Charity board diversity slumps as action on green investment stalls, survey finds

An increasing proportion of charity boards are failing to back top table diversity in their organisation, as their commitment to stopping investment in fossil fuels stalls, a survey is warning.

The survey of UK charities found that the proportion which feel diversity is adequately reflected on their board has fallen for the second year in a row.

Just 36% of charities say diversity is being reflected on their board, down 3% on the previous year and following an increase from 38% to 44% between 2018 and 2020.

The survey was carried out by Newton Investment Management between May and July this year.

Despite the fall in board level commitment to equality and inclusion, there has been an increase in charities demanding their partners demonstrate diversity in their own organisations. This has risen from just over half making such demands last year, to 62% this year.

A separate survey released by charity leaders' body ACEVO this week found that just 7% of charity leaders are from Black, Asian or minority ethnic backgrounds.

Meanwhile, action to ensure charities’ investments are tackling climate change has stalled, this latest survey found.

It has emerged that still only 29% of charities excluded fossil fuels from their portfolios in the financial year to March 2022, compared to 28% the previous year.

Newton's survey suggests there is potential for improvement next year as the number of charity leaders discussing green investment has risen to 33%, compared to 23% in 2021.
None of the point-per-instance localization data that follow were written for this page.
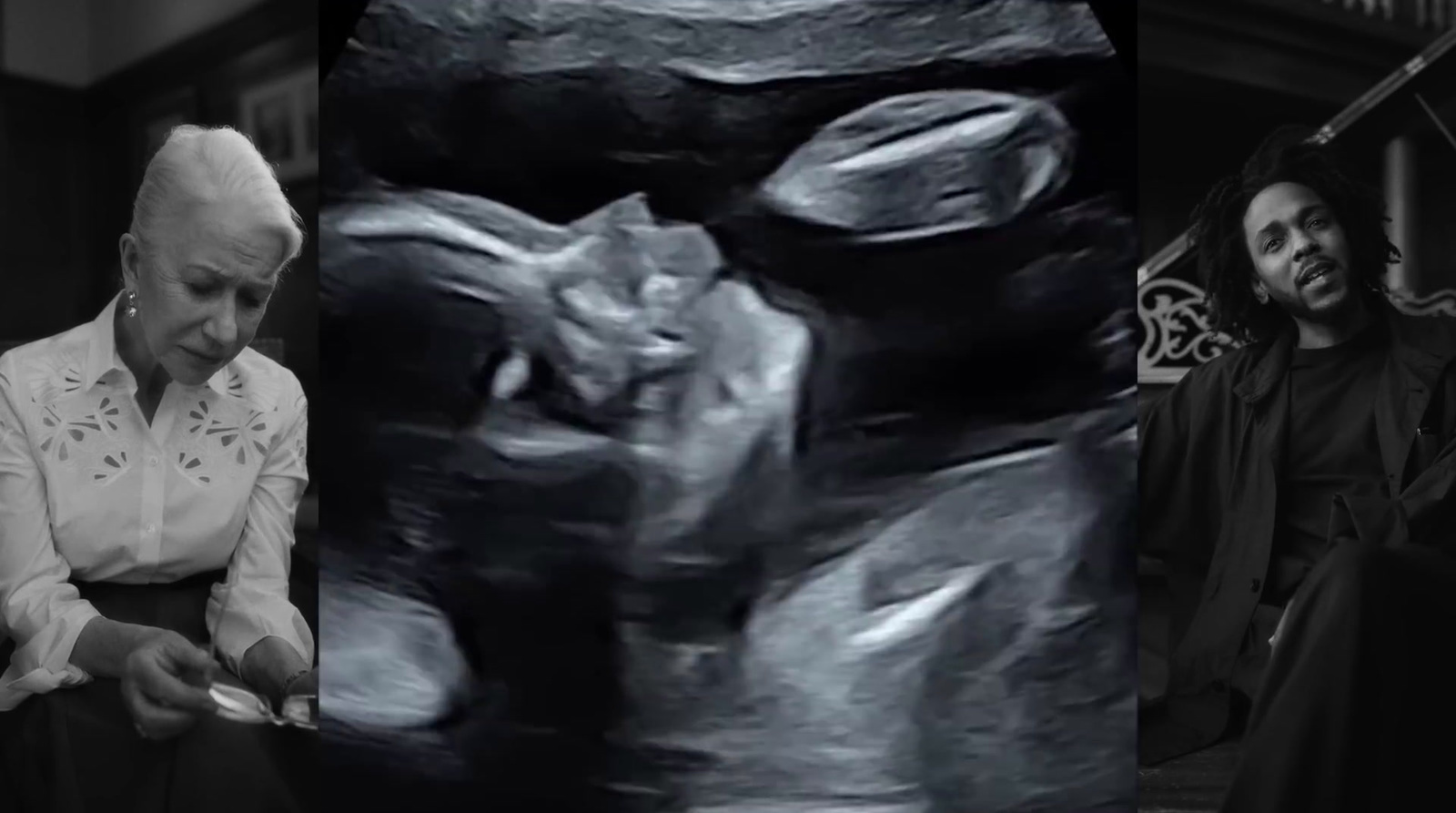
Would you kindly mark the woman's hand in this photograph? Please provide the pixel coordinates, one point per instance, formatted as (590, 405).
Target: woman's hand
(165, 685)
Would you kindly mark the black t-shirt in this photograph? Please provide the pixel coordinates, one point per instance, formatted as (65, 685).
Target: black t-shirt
(1331, 448)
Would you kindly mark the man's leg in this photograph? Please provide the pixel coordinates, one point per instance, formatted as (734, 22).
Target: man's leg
(1356, 696)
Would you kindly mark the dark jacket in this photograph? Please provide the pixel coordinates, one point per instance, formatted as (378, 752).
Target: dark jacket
(1210, 462)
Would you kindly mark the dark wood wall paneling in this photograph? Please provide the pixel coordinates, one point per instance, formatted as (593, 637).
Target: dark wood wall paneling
(44, 201)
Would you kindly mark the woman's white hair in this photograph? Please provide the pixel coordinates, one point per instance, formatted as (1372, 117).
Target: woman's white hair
(198, 165)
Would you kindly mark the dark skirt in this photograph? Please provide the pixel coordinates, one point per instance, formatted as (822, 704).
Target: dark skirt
(76, 750)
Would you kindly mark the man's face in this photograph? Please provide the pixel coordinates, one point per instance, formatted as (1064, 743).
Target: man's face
(1299, 251)
(203, 296)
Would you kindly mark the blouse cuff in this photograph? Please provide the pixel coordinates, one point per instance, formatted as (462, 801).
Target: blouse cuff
(43, 665)
(254, 616)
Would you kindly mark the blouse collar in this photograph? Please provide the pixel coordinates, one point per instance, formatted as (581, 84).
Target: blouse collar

However, 38% of charities say they have not debated fossil fuel free investing at all in 2022.

This found that charities already involved in green investment are looking to expand this strategy to cover their whole portfolio.

“Of those that are already excluding fossil fuels, there has been a significant expansion in the scope of those exclusions, in line with the trends seen within wider ethical exclusion policies in the sector,” said Newton Investment Management.

“While the full prohibition of all extraction industries and related companies is still the smallest bracket of the three types of exclusion, it has seen significant growth this year, indicating that charities are now switching from partial to full exclusion.”

Investment portfolios losing value

The survey also found that initial signs of recovery in investment returns during 2021 “have been overturned by the events of this year”, most notably the cost-of-living crisis.

One in eight (12%) charities have seen their investment portfolio lose value in the financial year to March 2022, a 10% increase on last year’s figures.

There has also been an increase in lower rates of return, of between 0% to 3%.

In addition, the proportion of charities seeing a rise of more than 15% has fallen from 30% in 2021 to just 3% this year.

Inflation is the biggest concern among respondents when thinking about their charity, including wage rises and increasing demand for services.

The conflict in Ukraine, a loss of income due to the cost-of-living crisis as well as online threats are among other concerns.

Climate change and the longer-term impact of the pandemic are among other significant fears facing charities, the survey found.